Dalam era demokrasi modern, pemilu merupakan instrumen rakyat memilih pemimpin secara langsung, umum, bebas dan rahasia, serta jujur dan adil. Negara Indonesia telah memilih sistem demokrasi untuk mewujudkan kedaulatan rakyat dan keadilan sosial sesuai dengan Pancasila.
Dengan tidak bermaksud mengurangi bobot nilai sila-sila lain dalam Pancasila, mungkin tidak berlebihan kalau disebutkan sila “Persatuan Indonesia” mempunyai corak yang lebih heroik dibanding dengan sila-sila lainnya.
Para pendiri negara yang pada waktu itu merasakan betapa pedihnya menjadi bangsa yang terjajah, dengan bebagai ungkapan, mereka menggelorakan semangat untuk bersatu.
Mewakili suasana kebatinan terhadap persatuan, Pidato Bung Karno pada 1 Juni 1945 berkumandang sebagai berikut: “Kita hendak mendirikan negara “semua untuk semua”. Karena itu, jikalau tuan-tuan terima baik, marilah kita mengambil sebagai dasar yang pertama: Kebangsaan Indonesia.
Kebangsaan Indonesia yang bulat! Bukan kebangsaan Jawa, bukan kebangsaan Sumatera, bukan kebangsaan Borneo, Sulawesi, Bali atau lain-lain, tetapi kebangsaan Indonesia, yang bersama-sama menjadi satu nationale staat”.
Benih-benih nilai yang terkandung dalam semangat persatuan dimaksudkan untuk membebaskan bangsa Indonesia dari belengggu penjajah. Pada masa depan, diproyeksikan untuk mewujudkan keadilan dan kesejahteraan bagi seluruh rakyat Indonesia.
The last but not least, kepemimpinan Bung Karno ini sangat luar biasa. Terbukti membawa Indonesia merdeka dan diakui dunia. Bahkan, membebaskan bangsa-bangsa Asia-Afrika yang terjajah: Aljazair, Maroko, Tunia, Sudan.
Maka Bung Karno disebut pendekar dan pembebas bangsa Islam. Nah, kepemimpinan dengan kehebatan diplomasi dan strategis ini tidak datang dari langit. Tapi melalui suatu proses intelektual dan kerja keras.
Bung Karno sejak muda sudah indekos di rumah HOS Tjokroaminoto. Sekalipun dalam pembuangan, Bung Karno tetap belajar sembari mengenal bangsa Indonesia dengan berbagai budayanya.
Jadi paduan antara proses tempaan (formasi) intelektual, perjuangan (aktivis) yang turun ke bawah dan kecintaan pada rakyat (bangsa Indonesia). Itulah yang melahirkan kepemimpinan negarawan Bung Karno.

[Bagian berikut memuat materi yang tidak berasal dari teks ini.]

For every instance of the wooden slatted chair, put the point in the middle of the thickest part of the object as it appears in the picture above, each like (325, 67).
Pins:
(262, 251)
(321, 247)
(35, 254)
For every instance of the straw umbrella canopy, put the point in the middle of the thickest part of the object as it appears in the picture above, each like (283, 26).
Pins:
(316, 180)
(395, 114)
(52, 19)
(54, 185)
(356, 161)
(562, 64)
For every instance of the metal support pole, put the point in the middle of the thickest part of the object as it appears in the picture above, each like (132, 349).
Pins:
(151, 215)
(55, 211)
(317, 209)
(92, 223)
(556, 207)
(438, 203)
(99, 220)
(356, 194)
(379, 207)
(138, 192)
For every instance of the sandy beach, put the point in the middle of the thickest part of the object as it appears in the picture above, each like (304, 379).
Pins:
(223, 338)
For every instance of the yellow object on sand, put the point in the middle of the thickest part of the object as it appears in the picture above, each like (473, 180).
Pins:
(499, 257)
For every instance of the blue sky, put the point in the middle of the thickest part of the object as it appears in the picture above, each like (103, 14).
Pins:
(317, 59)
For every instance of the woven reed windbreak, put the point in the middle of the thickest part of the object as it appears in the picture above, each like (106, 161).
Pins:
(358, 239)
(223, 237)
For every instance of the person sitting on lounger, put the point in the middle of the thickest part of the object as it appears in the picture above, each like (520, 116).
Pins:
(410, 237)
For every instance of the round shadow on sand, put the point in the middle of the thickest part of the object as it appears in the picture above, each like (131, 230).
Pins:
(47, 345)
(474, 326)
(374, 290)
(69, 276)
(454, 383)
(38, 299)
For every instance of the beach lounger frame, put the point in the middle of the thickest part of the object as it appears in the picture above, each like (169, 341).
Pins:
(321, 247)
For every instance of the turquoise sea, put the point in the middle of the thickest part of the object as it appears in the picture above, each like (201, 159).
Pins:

Jadi milenial mari sejenak berpikir untuk bangsa, untuk negara. Sekali-sekali boleh lah menikmati hidup, tapi jangan lupa melek politik, tekun dalam belajar, aktif berorganisasi.
Kalau liburan sempatkan jalan-jalan ke pulau-pulau Indonesia, Sabang sampai Merauke supaya lebih mengenal budaya Nusantara.
Mari kita bangkitkan rasa cinta tanah air dengan segala kekayaannya; dengan identitas nusantaranya bukan dengan budaya asing.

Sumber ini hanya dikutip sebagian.